Regulatory acceptance of in silico approaches for the safety assessment of cosmetic-related substances

Abstract In silico approaches are becoming increasingly important tools in toxicology. This is especially the case for the cosmetics industry, where growing numbers of regions are implementing bans on the in vivo testing of ingredients and products, resulting in an increased need to be able to generate safety data in vitro and/or in silico. ‘In silico’ data include results obtained from (quantitative) structure activity relationship ((Q)SAR) models, chemical categories, grouping, read-across and physiologically-based (pharmaco)kinetic (PB(P)K) models, and ‘big data’ analysis. There are general and more specific factors to be considered when using different in silico methods, many of which are described in the multitude of guidance documents available to support their use for regulatory purposes. There are particular challenges associated with the use of in silico approaches for cosmetic safety assessment, but with proper consideration and justification as to how they have been addressed, none should be insurmountable. Whilst in silico methods are currently predominantly used for internal rather than regulatory decision making, as confidence grows in their applicability and predictivity, this is likely to change. Many of the most commonly cited issues with the use of in silico approaches relate to the need for better documentation and justification as to why the method used was appropriate. It is also frequently stated that they should be used within a weight of evidence (WoE) approach and with all available data, rather than meeting regulatory requirements as a stand-alone method. Whilst these considerations are important, it should be remembered that they are equally applicable to data generated using in vitro and in vivo methods.

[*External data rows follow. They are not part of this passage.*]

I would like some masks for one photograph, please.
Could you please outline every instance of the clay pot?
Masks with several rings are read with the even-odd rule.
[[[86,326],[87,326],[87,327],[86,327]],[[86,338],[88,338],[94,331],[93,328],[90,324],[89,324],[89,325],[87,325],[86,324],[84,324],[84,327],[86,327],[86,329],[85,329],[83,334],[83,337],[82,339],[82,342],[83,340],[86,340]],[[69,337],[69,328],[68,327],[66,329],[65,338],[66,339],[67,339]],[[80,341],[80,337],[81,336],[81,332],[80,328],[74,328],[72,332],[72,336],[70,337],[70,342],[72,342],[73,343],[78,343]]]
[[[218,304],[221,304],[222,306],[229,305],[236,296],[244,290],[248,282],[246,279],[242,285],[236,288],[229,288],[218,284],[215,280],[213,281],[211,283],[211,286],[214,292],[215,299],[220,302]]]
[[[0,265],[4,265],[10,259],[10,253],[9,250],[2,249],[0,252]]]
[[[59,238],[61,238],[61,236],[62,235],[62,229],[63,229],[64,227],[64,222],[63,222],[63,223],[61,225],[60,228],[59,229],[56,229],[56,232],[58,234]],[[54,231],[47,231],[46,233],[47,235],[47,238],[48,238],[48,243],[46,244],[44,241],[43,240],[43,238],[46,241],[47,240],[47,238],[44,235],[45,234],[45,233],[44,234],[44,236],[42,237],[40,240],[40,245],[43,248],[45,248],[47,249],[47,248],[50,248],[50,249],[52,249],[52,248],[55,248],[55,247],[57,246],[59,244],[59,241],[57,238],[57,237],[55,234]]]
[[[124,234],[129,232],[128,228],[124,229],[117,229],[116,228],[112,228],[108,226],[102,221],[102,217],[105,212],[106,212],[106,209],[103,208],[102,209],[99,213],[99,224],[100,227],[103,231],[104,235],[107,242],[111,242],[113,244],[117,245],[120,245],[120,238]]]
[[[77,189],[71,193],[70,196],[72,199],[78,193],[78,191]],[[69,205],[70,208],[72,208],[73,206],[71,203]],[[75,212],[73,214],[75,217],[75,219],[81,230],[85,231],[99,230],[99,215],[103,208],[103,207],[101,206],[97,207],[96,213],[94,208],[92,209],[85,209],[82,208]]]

[1]  T Burgdorf,et al.  Workshop on acceleration of the validation and regulatory acceptance of alternative methods and implementation of testing strategies. , 2018, Toxicology in vitro : an international journal published in association with BIBRA.

[2]  Richard Cubberley,et al.  Applying the skin sensitisation adverse outcome pathway (AOP) to quantitative risk assessment. , 2014, Toxicology in vitro : an international journal published in association with BIBRA.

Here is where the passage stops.